TURNTURNTURNYou decide to form a tax bureau. Can't have those peasants getting away with not paying their taxes!
You ask the Steward how taxes are typically collected. He explains that you sell contracts to traveling tax collectors for the expected value of the tax (around one-tenth of the goods produced in that half-year), along with a letter of authority to collect taxes on your behalf, and they're the ones who go through the countryside and collect the taxes in person (which usually requires armed guards). Taxes can be paid in coin or in goods to the tax collector, but since you sell the tax contracts for coin, your tax revenues are in coin which is convenient. On the upside, this system more or less ensures that you, the feudal lord, get a consistent tax revenue, as any inability to collect falls on the tax collectors. On the downside, it's an extra middleman of profit-taking, and you're absolutely sure that some collectors are collecting more than what they're due, possibly causing unhappiness.

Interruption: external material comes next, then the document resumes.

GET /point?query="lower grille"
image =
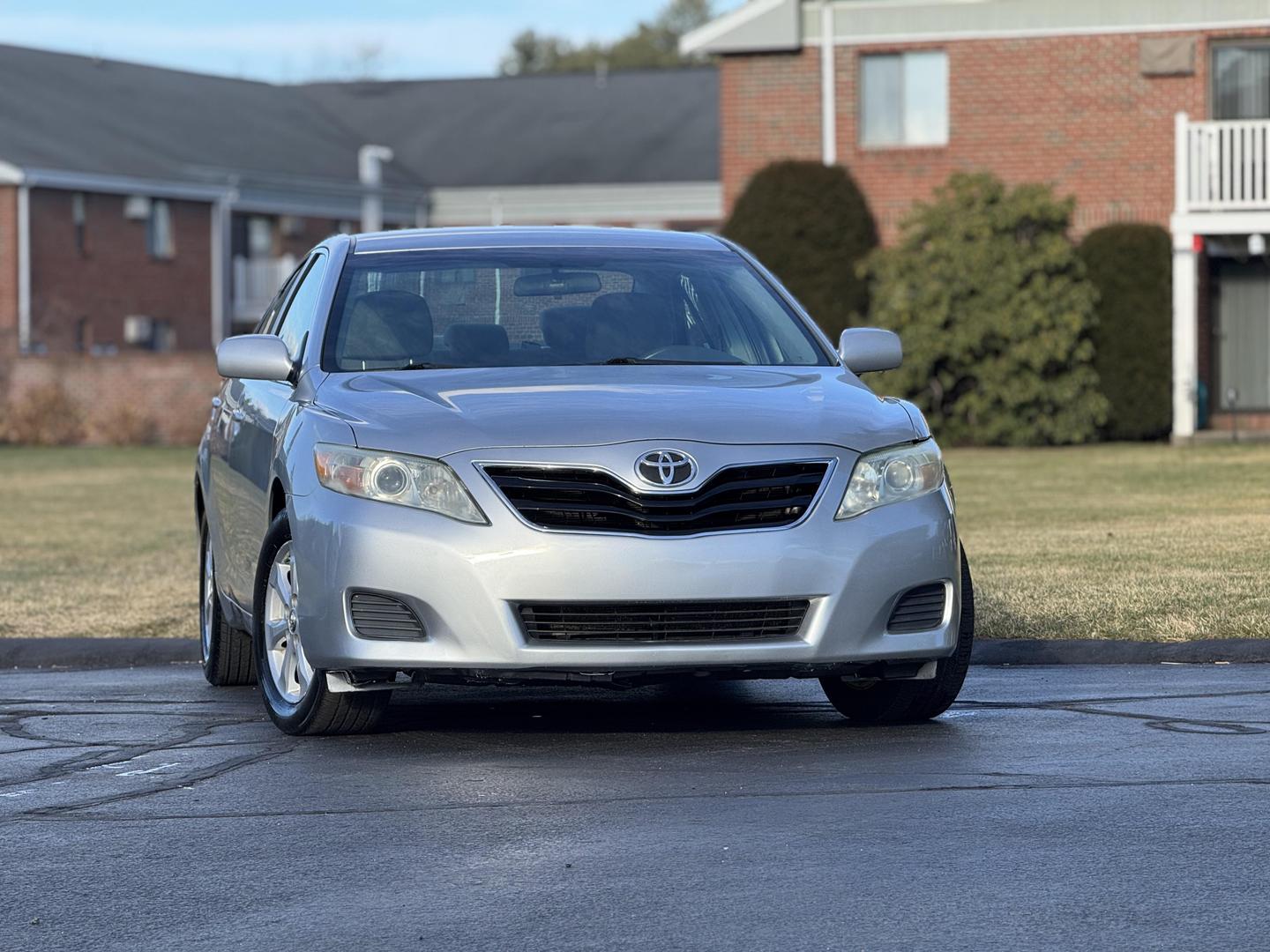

It's a little too ambitious to think about keeping track of and taxing individuals at this stage, so you come up with a system where only the head of households and businesses owe tax. You don't have a good record of taxes due at a smaller-than-village level, so for the first year the system will rely on self-reported incomes, and refer back to previous year's taxes in subsequent years.
7
You appoint a bright young woman from among the burghers to be your new Tax Collector, and task her with setting up the tax bureau in one of the castle's unused rooms. There's a lot of work to be done, starting with hiring more scribes, clerks, taxmen, and making sure the news about the change reaches every part of your demesne. It seems to be off to a promising start, but you won't know how it actually performs until tax time comes.
A few days later, the new Tax Collector comes to you with several questions.
She doesn't think that self-reporting is going to be very effective for this first round of tax collection, and proposes to take a survey of all your lands and households to determine their approximate income. Of course, this is going to be very costly.
A) Yes, conduct the survey of lands.
B) No, the peasants won't dare to cheat on their taxes
Additionally, while this system is so far only limited to your personal lands, the whole reason why you started it was because you couldn't live with the idea of not knowing how much tax was actually due to you. Obviously, your feudal vassals also owe tax to you: they should be included in the system as well. However, your Steward warns you that the right of taxation is a sacred privilege for each noble, and your vassals won't stand for having you collect taxes on their lands. Even if it's on their behalf, to collect taxes that will ultimately go to you.
A) Send the tax collectors through their lands, and the surveyors too!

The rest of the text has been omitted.